6. Memberikan asuhan kebidanan pada balita dengan risiko tinggi dan yang mengalami komplikasi
serta kegawatdaruratan yang memerlukan tindakan kolaborasi dengan melibatkan keluarga,
mencakup:
a. Mengkaji kebutuhan asuhan kebidanan pada bayi baru lahir dengan risiko tinggi dan keadaan
kegawatdaruratan yang memerlukan tindakan kolaborasi.
b. Menentukan diagnosis, prognosis, dan prioritas sesuai dengan faktor risiko, serta keadaan
kegawatdaruratan.
c. Menyususn rencana asuhan kebidanan pada bayi baru lahir dengan risiko tinggi dan memberi
pertolongan pertama sesuai dengan prioritas.
d. Melaksanakan asuhan kebidanan pada bayi baru lahir dengan risiko tinggi dan memberikan
pertolongan pertama sesuai prioritas.
e. Mengevaluasi hasil asuhan kebidanan dan pertolongan pertama.
f. Menyususn rencana tindak lanjut bersama klien.
g. Membuat pencatatan dan pelaporan (Kemenkes RI 2007).
BAB IV
PENUTUP
A. Kesimpulan
Permasalahan kematian ibu dan bayi baru lahir di Indonesia memang tidak mudah untuk
diurai, akan tetapi melalui pendekatan strategic leadership dan learning organization yang
inovatif seperti kebijakan program tata kelola klinik model kebidanan maka kualitas pelayanan
kesehatan yang tercermin dari masih belum tercapainya penurunan angka kematian maternal dan
neonatal yang bermakna dapat berubah. Kinerja kualitas pelayanan ditentukan oleh banyak
faktor seperti sarana prasarana, dan kebijakan yang berpihak. Fakta bahwa tenaga kesehatan
yang jumlahnya terbatas saat ini akan sangat terbantu dengan berfungsinya sistem pelayanan
emergensi maternal dan neonatal melalui berjalannya tata kelola klinik yang baik mulai dari
tingkat fasilitas kesehatan hingga di tingkat Dinas Kesehatan di wilayah.
B. Saran
1. Diharapkan pendampingan klinis seharusnya merupakan bagian dari pengembangan pendidikan
tenaga kesehatan profesional yang menciptakan tenaga kesehatan yang kompeten.
2. Sebaikanya pelayanan kesehatan maternal dan neonatal yang diberikan berdasarkan standar
profesi pada kasus maternal-neonatal yang mengalami penyulit dan memerlukan penanganan
adekuat dari tingkat pelayanan terendah sampai tertinggi secara berkolaborasi, yang berorientasi
bagi keselamatan ibu dan bayi baru lahir serta keluarganya.

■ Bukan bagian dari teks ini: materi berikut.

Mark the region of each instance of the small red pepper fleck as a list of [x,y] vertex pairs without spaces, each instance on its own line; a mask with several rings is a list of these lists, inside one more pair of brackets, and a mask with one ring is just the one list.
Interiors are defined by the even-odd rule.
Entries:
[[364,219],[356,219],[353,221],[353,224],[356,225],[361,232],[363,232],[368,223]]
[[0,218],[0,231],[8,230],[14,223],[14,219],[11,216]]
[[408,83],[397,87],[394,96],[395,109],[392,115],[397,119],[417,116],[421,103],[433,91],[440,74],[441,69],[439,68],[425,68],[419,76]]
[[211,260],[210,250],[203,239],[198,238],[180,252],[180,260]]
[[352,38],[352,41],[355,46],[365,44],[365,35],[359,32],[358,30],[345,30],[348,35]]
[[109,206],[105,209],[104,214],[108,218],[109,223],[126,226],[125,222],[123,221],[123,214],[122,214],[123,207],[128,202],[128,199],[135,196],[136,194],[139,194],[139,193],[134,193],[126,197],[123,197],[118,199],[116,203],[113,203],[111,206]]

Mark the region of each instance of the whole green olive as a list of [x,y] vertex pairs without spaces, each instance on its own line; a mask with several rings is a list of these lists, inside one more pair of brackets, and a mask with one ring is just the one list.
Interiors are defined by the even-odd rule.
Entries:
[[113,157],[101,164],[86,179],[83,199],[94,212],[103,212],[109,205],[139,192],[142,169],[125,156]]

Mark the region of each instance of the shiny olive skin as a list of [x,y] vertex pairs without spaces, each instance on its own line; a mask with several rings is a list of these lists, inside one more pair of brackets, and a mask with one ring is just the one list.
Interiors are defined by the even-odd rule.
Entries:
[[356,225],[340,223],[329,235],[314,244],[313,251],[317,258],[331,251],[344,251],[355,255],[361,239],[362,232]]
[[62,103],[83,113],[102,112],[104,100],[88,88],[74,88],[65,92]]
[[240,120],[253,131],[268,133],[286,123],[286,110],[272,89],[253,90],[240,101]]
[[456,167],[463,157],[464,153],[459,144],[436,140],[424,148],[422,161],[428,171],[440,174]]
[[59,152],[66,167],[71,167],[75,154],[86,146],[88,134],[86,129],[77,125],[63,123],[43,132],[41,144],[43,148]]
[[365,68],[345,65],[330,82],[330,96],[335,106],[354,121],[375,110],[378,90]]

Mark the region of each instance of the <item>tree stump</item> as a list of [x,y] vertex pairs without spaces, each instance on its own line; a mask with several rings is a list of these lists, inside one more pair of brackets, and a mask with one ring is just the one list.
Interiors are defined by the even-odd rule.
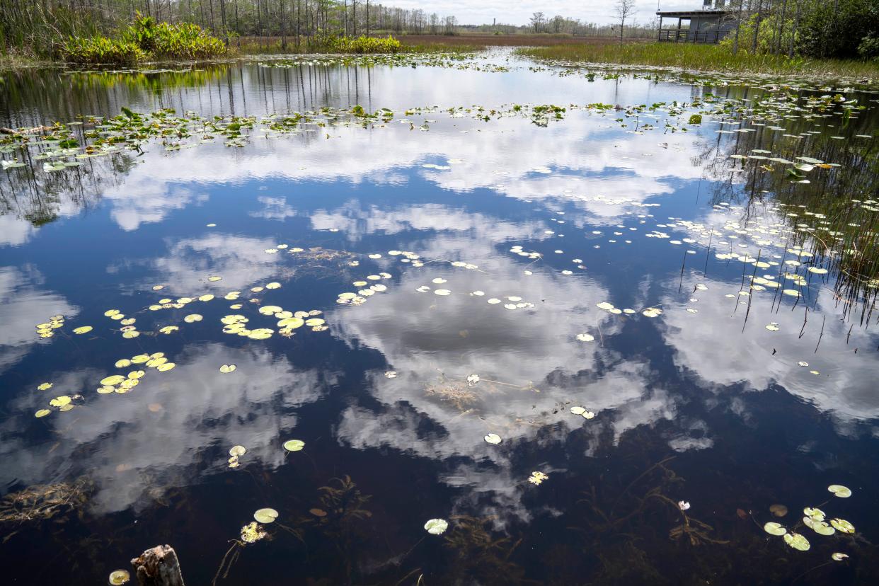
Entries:
[[139,586],[185,586],[180,563],[171,546],[156,546],[131,561]]

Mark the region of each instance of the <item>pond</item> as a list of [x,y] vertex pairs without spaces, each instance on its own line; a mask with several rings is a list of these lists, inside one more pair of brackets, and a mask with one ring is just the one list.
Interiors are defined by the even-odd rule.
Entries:
[[875,87],[3,77],[6,583],[879,580]]

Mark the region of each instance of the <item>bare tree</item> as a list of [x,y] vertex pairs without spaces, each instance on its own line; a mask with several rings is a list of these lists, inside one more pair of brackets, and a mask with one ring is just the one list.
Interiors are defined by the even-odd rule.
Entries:
[[534,33],[541,32],[543,25],[543,12],[534,12],[531,15],[531,25],[534,27]]
[[614,13],[620,19],[620,42],[622,42],[622,31],[626,26],[626,18],[635,14],[635,0],[616,0],[614,4]]

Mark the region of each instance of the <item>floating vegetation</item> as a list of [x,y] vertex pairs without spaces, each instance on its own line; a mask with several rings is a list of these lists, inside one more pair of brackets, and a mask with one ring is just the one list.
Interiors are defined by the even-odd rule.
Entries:
[[848,498],[852,496],[851,489],[840,484],[832,484],[827,487],[827,490],[833,493],[834,496],[839,496],[840,498]]
[[543,481],[548,480],[548,474],[545,474],[542,472],[532,472],[531,475],[528,476],[528,481],[535,486],[540,486]]
[[781,524],[775,523],[774,521],[770,521],[763,525],[763,531],[769,533],[770,535],[784,535],[788,532],[788,530],[781,526]]
[[34,485],[10,493],[0,500],[0,525],[11,525],[7,541],[20,525],[56,518],[63,521],[67,513],[81,510],[88,503],[92,484],[88,480],[57,484]]
[[485,438],[483,438],[486,444],[491,444],[492,445],[497,445],[500,444],[501,438],[497,433],[490,433]]
[[431,535],[442,535],[448,529],[448,521],[446,519],[430,519],[425,524],[425,531]]
[[[259,511],[257,511],[259,512]],[[274,521],[275,517],[271,517]],[[271,523],[272,521],[269,521]],[[241,528],[241,540],[244,543],[256,543],[267,535],[265,531],[256,521],[251,521]]]
[[284,442],[284,449],[287,452],[299,452],[305,447],[305,442],[301,439],[288,439]]
[[809,539],[803,537],[799,533],[784,533],[784,542],[793,547],[794,549],[798,549],[801,552],[808,552],[811,546],[809,544]]
[[278,518],[278,511],[274,509],[259,509],[257,512],[253,513],[253,518],[258,523],[262,523],[263,525],[274,523],[275,519]]
[[127,569],[117,569],[110,572],[110,577],[108,578],[108,583],[112,586],[121,586],[121,584],[126,584],[131,580],[131,574],[128,573]]

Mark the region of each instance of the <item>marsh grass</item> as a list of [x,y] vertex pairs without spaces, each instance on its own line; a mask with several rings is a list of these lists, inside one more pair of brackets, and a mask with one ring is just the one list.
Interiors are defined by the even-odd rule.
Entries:
[[[440,54],[440,53],[475,53],[485,49],[485,46],[480,43],[447,43],[436,40],[424,40],[420,38],[420,42],[411,43],[411,38],[400,37],[401,46],[399,53],[415,54]],[[325,43],[301,40],[296,45],[294,38],[287,38],[287,47],[283,47],[280,37],[242,37],[234,43],[231,47],[242,55],[248,54],[305,54],[310,53],[353,53],[352,51],[339,51],[338,48],[328,47]]]
[[808,76],[877,78],[879,61],[813,60],[802,57],[737,54],[717,45],[628,43],[622,45],[556,45],[521,48],[517,54],[534,59],[589,63],[622,63],[674,67],[705,71],[786,73]]

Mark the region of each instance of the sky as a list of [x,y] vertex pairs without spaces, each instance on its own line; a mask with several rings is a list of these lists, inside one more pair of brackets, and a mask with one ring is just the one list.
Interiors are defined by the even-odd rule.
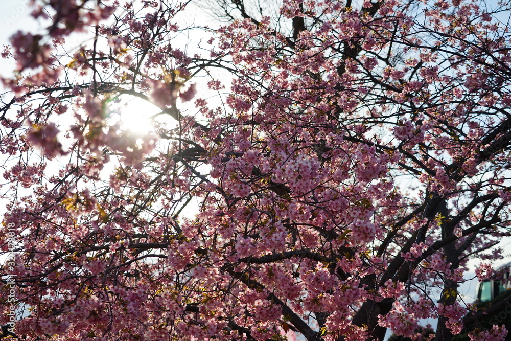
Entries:
[[[18,30],[29,30],[32,32],[37,32],[38,30],[40,28],[36,21],[30,16],[31,9],[28,5],[28,2],[27,0],[20,1],[0,0],[0,50],[3,49],[3,45],[9,43],[9,37]],[[491,0],[486,2],[486,3],[488,6],[491,6],[492,4],[496,2],[495,0]],[[499,18],[499,19],[505,21],[507,18],[503,17]],[[203,14],[200,13],[197,10],[193,10],[185,12],[182,20],[200,22],[204,22],[204,20],[209,20],[209,19]],[[187,37],[182,37],[181,39],[182,39],[182,43],[185,43]],[[11,70],[13,69],[14,66],[14,62],[0,59],[0,75],[4,77],[12,75]],[[221,75],[219,75],[218,77],[221,77]],[[202,85],[200,85],[199,86],[202,86]],[[201,87],[199,87],[198,89],[200,92]],[[130,110],[127,111],[126,119],[133,120],[132,124],[135,126],[137,123],[137,120],[140,119],[139,113],[145,110],[147,111],[148,107],[146,103],[141,103],[136,101],[130,103],[129,107]],[[155,113],[157,112],[157,109],[153,108],[150,109],[147,113],[149,115],[152,115],[152,113]],[[130,112],[131,112],[132,114],[130,114]],[[130,115],[133,116],[131,119],[129,118]],[[143,126],[141,125],[139,125],[139,128],[142,130],[146,129]],[[3,207],[3,205],[0,206],[0,208],[2,207]],[[0,211],[2,209],[0,209]],[[0,212],[0,213],[2,213]],[[511,241],[508,240],[504,241],[502,246],[504,249],[511,251]],[[506,262],[511,261],[511,257],[510,257],[511,255],[507,254],[506,256],[506,258],[500,263],[494,264],[494,267],[496,268]],[[477,264],[477,262],[471,263],[471,271],[466,275],[466,278],[475,277],[473,271]],[[459,291],[461,294],[464,297],[466,303],[471,303],[475,299],[476,285],[477,280],[472,280],[462,284],[459,288]],[[435,324],[435,322],[433,321],[429,321],[428,322],[432,324]]]

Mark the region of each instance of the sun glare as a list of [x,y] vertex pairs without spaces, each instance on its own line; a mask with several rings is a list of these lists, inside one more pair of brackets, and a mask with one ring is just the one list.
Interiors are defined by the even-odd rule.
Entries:
[[154,130],[151,117],[160,111],[150,103],[134,98],[121,104],[118,115],[124,128],[143,134]]

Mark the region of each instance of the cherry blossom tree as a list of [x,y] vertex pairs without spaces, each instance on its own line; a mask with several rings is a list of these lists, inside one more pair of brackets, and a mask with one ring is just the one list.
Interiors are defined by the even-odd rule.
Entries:
[[457,289],[509,234],[508,2],[224,0],[214,27],[32,3],[45,31],[2,52],[15,338],[450,340],[484,313]]

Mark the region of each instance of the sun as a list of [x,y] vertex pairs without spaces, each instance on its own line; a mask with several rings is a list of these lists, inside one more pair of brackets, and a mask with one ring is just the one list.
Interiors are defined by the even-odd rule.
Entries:
[[154,131],[151,117],[160,111],[154,104],[135,97],[120,102],[113,116],[123,129],[144,135]]

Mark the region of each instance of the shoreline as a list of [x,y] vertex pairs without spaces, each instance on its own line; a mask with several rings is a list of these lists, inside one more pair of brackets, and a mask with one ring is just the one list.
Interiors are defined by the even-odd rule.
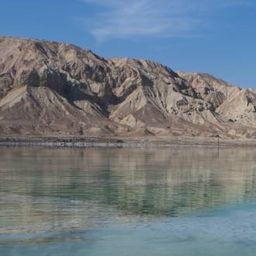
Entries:
[[[218,147],[216,137],[6,137],[0,147]],[[220,139],[220,147],[256,147],[256,140]]]

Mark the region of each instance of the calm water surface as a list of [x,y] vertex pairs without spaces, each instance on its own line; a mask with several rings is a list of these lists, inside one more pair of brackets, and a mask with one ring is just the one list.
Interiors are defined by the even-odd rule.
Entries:
[[255,157],[0,147],[0,255],[255,255]]

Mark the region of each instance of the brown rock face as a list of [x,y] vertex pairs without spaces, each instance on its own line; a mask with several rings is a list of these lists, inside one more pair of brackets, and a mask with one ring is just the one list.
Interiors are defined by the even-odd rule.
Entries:
[[256,91],[74,45],[0,37],[0,136],[256,137]]

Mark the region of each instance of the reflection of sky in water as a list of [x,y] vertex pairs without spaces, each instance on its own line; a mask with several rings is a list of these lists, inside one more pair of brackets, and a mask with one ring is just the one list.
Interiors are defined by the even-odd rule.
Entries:
[[1,256],[254,255],[252,150],[0,155]]

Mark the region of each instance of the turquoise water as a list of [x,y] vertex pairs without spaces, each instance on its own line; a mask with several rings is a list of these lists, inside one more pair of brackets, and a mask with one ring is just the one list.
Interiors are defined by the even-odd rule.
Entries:
[[0,255],[255,255],[255,157],[0,147]]

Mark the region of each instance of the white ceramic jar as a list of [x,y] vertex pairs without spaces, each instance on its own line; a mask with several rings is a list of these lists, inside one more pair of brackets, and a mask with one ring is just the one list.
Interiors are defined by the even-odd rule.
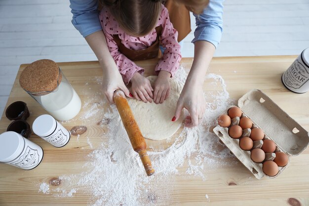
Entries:
[[309,91],[309,48],[303,51],[281,78],[284,85],[291,91],[296,93]]
[[0,162],[29,170],[38,166],[43,158],[39,146],[14,131],[0,134]]
[[71,137],[69,131],[49,115],[41,115],[36,119],[32,130],[38,136],[56,147],[66,145]]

3. Lebih dari sekedar sekumpulan individu, Tim adalah sekelompok orang yang bekerja dalam satu
saling ketergantungan untuk mencapai satu tujuan yang sama. Pelayanan berkualitas adalah
serangkaian kegiatan yang sangat kompleks, membutuhkan kolaborasi di antara banyak individu
yang memiliki berbagai pengetahuan dan ketrampilan. Oleh karena itu melakukan pendekatan
tim dalam upaya-upaya peningkatan kualitas pelayanan sebagai suatu kinerja kolektif juga
merupakan hal penting untuk membuat sebuah fasilitas kesehatan siap dan mau memberikan
pelayanan emergensi yang berkualitas.